Absolute space has a long lineage in Western history that can be traced back to classical Greece. Plato, for example, equated light with the good, in which the cave is a metaphor for the kosmos, the world of human ignorance. For Plato, time was a moving image of eternity, an imperfect and untrustworthy mirror of eternal forms embedded in space that transcend time. Time is derived from change in space, which preexisted time. Space exists in its own right by virtue of its visibility, whereas time is derivative of changes in the spatial order. Time, then, was a facade, and space as the realm of changeless, permanent forms took precedence in his thought. Intellectual progress consisted of attempting to discover transcendental forms located outside of time. For Plato, the process of becoming belonged to the domain of time and illusion, in contrast to the state of being, which was empirically observable in space and thus more “real.”

Similarly, Greek geometry reflected the mathematization of terrestrial and celestial space. Aristotle reasoned that since Earth's shadow on the moon was an orb, and only a sphere could throw such a shadow, the Earth must therefore be spherical. Many Greek intellectuals subscribed to the dichotomy between chora, or space as an empty container, and topos, space that is bound, inhabited, and given meaning. Hipparchus came up with the system of locating every place in a coordinate grid, dividing Earth's circumference into 360°, inventing the mathematical vocabulary of cartography still in use today. Euclidean geometry, grounded in the assumption of one uniform, continuous space, dominated the mathematics of spatial representation for the next two millennia. Ó Tuathail (1996) asserts that “Greek geography, geometry, and cartography are all suffused with the teleological dream of displaying space as a simultaneous, synchronic totality” (p. 70). The tradition of Greek geometry initiated by Euclid, Aristotle, Plato, and Pythagoras powerfully informed Western metaphysics for the next two millennia and initiated a long history of Western ocularcentrism.

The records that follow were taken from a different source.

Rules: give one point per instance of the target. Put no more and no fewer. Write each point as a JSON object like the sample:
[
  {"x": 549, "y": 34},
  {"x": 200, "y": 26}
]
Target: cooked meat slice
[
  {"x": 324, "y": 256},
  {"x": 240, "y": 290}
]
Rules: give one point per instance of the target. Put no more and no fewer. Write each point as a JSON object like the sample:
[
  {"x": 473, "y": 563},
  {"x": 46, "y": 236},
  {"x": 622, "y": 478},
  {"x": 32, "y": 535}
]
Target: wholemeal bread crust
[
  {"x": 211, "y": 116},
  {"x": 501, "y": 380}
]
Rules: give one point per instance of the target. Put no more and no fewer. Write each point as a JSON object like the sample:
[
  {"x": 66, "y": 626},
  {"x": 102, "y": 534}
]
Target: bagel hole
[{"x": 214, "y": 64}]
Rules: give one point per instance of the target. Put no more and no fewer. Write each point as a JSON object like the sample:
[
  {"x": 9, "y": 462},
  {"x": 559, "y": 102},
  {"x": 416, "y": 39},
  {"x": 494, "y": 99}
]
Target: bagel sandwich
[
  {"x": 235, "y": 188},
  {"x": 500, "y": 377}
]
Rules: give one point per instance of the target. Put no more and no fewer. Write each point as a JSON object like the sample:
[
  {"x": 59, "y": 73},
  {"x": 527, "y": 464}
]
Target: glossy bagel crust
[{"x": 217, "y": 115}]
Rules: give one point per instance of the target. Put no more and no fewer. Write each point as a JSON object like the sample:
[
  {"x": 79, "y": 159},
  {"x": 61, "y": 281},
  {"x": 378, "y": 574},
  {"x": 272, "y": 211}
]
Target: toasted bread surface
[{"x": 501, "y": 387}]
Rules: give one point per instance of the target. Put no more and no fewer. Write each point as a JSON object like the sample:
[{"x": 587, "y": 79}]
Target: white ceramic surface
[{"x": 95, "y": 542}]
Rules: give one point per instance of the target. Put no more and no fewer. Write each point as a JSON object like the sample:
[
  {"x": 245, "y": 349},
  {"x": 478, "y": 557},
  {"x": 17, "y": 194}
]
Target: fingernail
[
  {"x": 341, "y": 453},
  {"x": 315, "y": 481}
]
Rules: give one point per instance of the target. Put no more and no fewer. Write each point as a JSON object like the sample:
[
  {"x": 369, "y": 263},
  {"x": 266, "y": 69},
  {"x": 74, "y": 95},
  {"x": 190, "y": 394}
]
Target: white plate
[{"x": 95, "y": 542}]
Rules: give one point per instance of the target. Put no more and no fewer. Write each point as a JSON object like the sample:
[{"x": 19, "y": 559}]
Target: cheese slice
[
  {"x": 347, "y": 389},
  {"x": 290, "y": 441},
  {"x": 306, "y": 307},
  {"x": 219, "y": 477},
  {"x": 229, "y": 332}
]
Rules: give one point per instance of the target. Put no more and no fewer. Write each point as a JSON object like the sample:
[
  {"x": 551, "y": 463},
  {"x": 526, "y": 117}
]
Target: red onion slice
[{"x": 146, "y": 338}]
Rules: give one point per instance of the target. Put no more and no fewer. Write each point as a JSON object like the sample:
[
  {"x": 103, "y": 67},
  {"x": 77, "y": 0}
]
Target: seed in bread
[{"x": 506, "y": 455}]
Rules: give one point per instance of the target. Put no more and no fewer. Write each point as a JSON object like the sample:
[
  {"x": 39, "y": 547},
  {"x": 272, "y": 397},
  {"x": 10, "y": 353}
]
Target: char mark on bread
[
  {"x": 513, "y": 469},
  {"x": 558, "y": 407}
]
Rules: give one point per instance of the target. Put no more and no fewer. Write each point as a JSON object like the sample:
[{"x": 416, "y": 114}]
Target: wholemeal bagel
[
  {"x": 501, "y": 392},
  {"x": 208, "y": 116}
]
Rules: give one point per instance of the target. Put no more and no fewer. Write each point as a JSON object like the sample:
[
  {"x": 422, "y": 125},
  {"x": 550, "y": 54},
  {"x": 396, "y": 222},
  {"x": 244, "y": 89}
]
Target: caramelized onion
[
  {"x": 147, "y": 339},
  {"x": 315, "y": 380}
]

The explicit division between absolute and relative space can be traced back to the famous debate in the 17th century between two geniuses, Sir Isaac Newton and Gottfried Leibniz. Newton, greatly influenced by the recent popularity of the clock, viewed time and space as abstract, absolute entities that existed independently of their measurement; that is, their existence was absolute, for their reality remained real regardless of what they contained or how they were measured. Leibniz, in contrast, held that time and space were relational—that is, comprehensible only with reference to specific frames of interpretation: Distance, for example, could only be understood through appeal to the space between two or more objects situated in space. Space and time, therefore, had no independent existence but were derivative of how we measured them. Eventually, for reasons having little to do with inherent intellectual merit and much to do with the emergence of early capitalist modernity, Newton's view triumphed.